При этих словах Индра снова заерзал на стуле. Видимо, ему хотелось ответить, что очень многое зависит от того, каким способом этот неформальный авторитет завоеван.

Я взял слово и поддержал точку зрения Петртила.

В выступлении начальника политического отдела был сделан подробный анализ партийно-политической работы в нашем батальоне. Оно было критическим, но отмечало и положительные моменты. Что же касается наших обязательств, то о них начальник политотдела ничего не сказал.

Когда собрание закончилось, начподив, поздравляя меня в связи с избранием секретарем партийной организации батальона, посчитал нужным заметить, что мы идем на определенный риск. Но он надеется, что мы основательно все продумали.

Я поинтересовался, как он оценивает прошедшее собрание.

Он отметил, что прения на собрании были критическими, деловыми, продуманными. Но по некоторым признакам я почувствовал, что доклад не очень ему понравился. Я подумал, что он не захотел торопиться с выводами. Замечание начальника политического отдела, что мы идем на риск, обидело Индру. После его ухода он заявил:

– Но мы им еще покажем, Петр. Долго ждать не придется. На полковых тактических учениях. Они еще увидят!

* * *

– Я всю ночь не спал, – сообщил мне на следующее утро после отчетного собрания поручик Броусил.

– Я тоже иногда не могу ночью спать, – признался я. – В таком случае я считаю до тысячи, ну а если и это не помогает, принимаю снотворное.

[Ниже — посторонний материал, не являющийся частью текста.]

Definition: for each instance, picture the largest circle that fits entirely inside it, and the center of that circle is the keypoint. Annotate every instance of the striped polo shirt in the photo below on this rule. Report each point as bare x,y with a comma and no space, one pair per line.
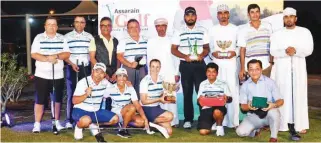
119,100
91,103
132,48
152,89
44,45
78,44
187,38
218,87
256,42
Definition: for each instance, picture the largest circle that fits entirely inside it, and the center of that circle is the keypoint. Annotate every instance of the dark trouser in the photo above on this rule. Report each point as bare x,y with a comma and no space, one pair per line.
71,77
135,76
192,73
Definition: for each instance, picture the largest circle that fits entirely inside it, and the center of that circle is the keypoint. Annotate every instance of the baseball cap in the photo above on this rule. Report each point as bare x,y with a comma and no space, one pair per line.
100,66
190,10
121,71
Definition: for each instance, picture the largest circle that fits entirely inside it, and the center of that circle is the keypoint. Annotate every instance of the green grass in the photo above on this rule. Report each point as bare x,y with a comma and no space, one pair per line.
179,135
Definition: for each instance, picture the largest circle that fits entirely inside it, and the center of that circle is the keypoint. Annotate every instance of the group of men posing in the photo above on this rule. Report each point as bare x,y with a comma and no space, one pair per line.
202,59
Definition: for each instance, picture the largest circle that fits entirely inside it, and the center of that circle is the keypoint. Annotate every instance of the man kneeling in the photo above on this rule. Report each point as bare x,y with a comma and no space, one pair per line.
259,86
151,95
87,101
122,96
211,114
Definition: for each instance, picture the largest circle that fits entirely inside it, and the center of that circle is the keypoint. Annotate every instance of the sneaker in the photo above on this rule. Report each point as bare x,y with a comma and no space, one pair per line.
187,125
99,138
59,126
122,133
273,140
161,129
220,131
36,127
78,133
128,134
68,125
213,127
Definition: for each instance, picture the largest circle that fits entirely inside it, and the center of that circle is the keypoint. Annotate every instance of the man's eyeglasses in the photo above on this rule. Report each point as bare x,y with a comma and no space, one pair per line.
79,22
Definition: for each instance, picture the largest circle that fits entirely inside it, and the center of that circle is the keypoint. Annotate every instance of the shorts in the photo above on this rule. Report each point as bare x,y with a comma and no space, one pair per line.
206,120
44,88
103,116
152,113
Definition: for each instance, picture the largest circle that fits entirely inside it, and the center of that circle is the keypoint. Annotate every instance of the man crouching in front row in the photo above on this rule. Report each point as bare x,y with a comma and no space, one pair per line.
87,99
212,96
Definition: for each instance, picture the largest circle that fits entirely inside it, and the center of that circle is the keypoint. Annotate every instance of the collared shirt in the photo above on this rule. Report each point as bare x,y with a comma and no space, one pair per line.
119,100
265,87
151,88
218,87
78,44
132,48
187,38
45,45
109,45
91,103
256,42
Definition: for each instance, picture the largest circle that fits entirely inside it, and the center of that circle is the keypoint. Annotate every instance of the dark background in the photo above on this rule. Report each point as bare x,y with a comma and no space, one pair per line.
13,29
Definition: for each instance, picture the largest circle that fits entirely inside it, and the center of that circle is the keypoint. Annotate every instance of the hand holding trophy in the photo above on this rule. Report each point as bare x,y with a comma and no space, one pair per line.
192,49
223,45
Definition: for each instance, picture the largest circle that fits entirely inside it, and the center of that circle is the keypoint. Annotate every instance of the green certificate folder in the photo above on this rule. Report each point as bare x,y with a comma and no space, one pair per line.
259,102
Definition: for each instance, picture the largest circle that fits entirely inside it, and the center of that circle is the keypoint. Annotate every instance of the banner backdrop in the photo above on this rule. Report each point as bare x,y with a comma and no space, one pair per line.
146,11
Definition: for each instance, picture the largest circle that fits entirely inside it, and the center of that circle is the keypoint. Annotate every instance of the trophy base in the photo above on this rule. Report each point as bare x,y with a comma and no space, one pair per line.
223,54
193,57
170,98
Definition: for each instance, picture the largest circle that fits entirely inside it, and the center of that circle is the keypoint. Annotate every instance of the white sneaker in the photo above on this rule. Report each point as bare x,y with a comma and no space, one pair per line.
213,127
59,126
36,127
220,131
78,133
68,125
160,129
187,125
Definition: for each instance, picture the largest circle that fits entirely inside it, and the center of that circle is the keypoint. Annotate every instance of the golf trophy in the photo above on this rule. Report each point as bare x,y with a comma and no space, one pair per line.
223,45
192,49
170,91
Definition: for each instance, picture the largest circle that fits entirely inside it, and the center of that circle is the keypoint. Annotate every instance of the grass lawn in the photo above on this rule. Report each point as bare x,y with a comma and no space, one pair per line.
180,135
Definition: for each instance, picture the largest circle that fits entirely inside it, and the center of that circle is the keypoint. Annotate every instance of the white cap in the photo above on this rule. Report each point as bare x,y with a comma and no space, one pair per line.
121,71
100,66
289,11
161,21
222,7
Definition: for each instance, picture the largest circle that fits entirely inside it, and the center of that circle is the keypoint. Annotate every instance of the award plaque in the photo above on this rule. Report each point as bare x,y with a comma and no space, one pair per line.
169,91
212,100
223,45
259,102
192,49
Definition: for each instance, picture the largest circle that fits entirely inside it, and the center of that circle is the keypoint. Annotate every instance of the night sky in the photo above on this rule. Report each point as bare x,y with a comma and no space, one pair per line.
13,30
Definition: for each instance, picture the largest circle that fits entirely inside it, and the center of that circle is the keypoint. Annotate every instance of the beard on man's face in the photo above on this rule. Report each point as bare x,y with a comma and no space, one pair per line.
190,22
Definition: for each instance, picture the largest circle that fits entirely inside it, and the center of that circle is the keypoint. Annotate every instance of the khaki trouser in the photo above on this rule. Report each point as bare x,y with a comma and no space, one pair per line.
267,71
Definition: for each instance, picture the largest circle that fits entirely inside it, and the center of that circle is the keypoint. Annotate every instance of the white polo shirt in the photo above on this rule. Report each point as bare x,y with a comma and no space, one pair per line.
132,48
186,37
256,42
45,45
119,100
91,103
219,87
78,44
152,89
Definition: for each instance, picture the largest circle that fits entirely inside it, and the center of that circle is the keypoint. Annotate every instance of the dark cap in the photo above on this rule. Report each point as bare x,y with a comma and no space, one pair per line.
190,10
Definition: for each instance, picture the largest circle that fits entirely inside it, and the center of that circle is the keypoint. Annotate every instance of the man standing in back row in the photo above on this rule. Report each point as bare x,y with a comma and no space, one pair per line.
190,44
290,46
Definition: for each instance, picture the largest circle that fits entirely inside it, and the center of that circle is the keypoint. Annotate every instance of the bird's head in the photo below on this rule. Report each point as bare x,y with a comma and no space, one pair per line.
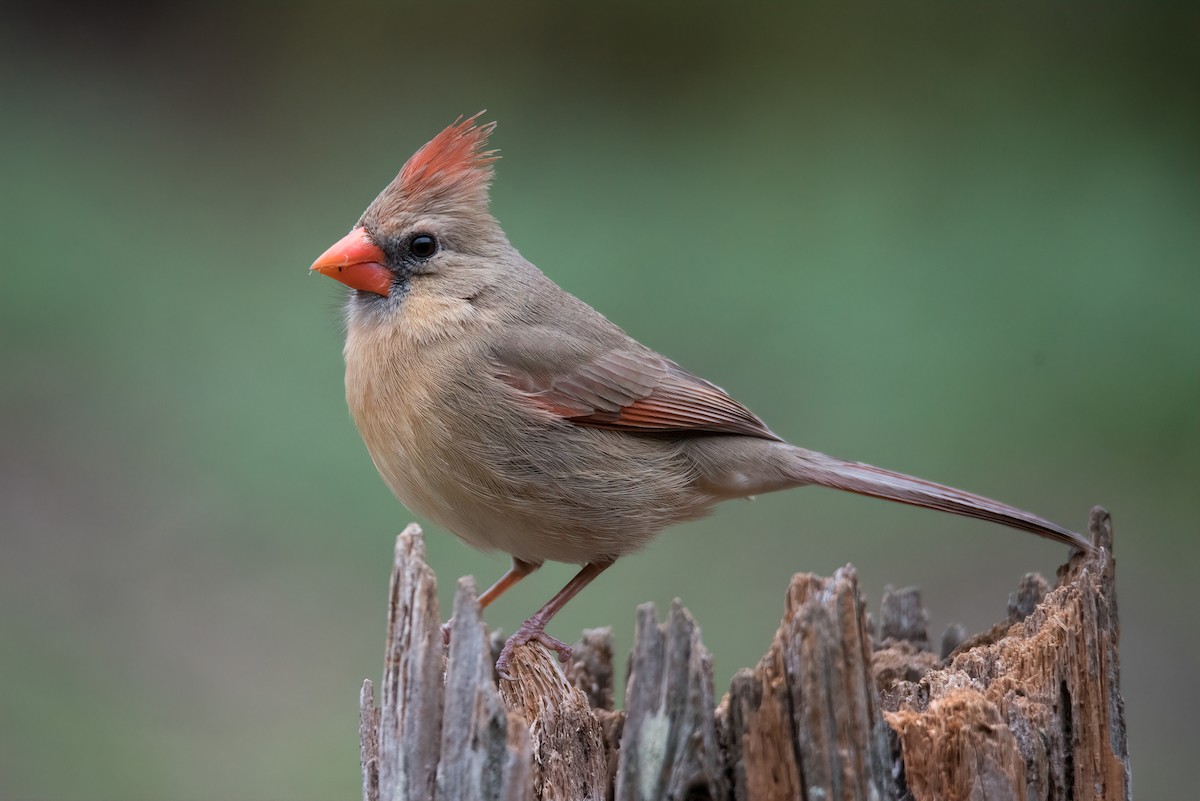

– Не мог заснуть из-за вчерашнего собрания, – уточнил он.

– А почему?

– Потому что я тормоз батальона.

– Ну, это выражение сам ты придумать не мог. Наверное, читаешь всякую макулатуру?..

– Хотя конкретно мое имя было названо всего два раза, речь весь вечер шла только обо мне. Я не глупец, чтобы не понять этого.

– Ты уже четвертый, кто так думает. Поручик посмотрел на меня с удивлением.

– Даю голову на отсечение, что так же думает командир батальона, начальник штаба, и, можешь быть уверен, так же думаю и я. И это хорошо. Мы – руководители, а им, если люди что-то критикуют, следует задуматься, в чем состоит их вина.

– Так вы считаете… – Броусил стал постепенно успокаиваться.

В это время я снял шинель и предложил ему стул.

– Дело обстоит не так, что тебе нечего улучшать в своей работе, и все-таки о тормозе больше не говори, будь добр.

– Я всегда стараюсь сделать так, чтобы все было в порядке, – произнес Броусил.

– Вот то, что стараешься, – ответил я, – и есть самое важное.

В кабинет вошел надпоручик Ванечек.

– Ну и досталось мне вчера, – произнес он, усаживаясь на стул.

– Ну, что я тебе говорил? – повернулся я к Броусилу. – Не один ты не мог заснуть… – Я хотел еще больше убедить Броусила и помочь ему успокоиться.

– Ну, не совсем так, – не понял моего намерения Ванечек. – Я не могу спать, только когда много съем на ночь. Но нервы мне потрепали больше всего из-за того, что в сущности они правы.

– У вас тут собралась теплая компания, – проговорил еще в дверях командир батальона. По его топу не было заметно, что он собирается нас разогнать. Наоборот, он тоже присел. – Но в некоторых вопросах они были не правы, это я должен сказать, даже подвергаясь опасности быть названным несамокритичным, – заявил Индра. После этого он вытащил из кармана двадцать крон и сказал Броусилу: – Пошли кого-нибудь за кофе.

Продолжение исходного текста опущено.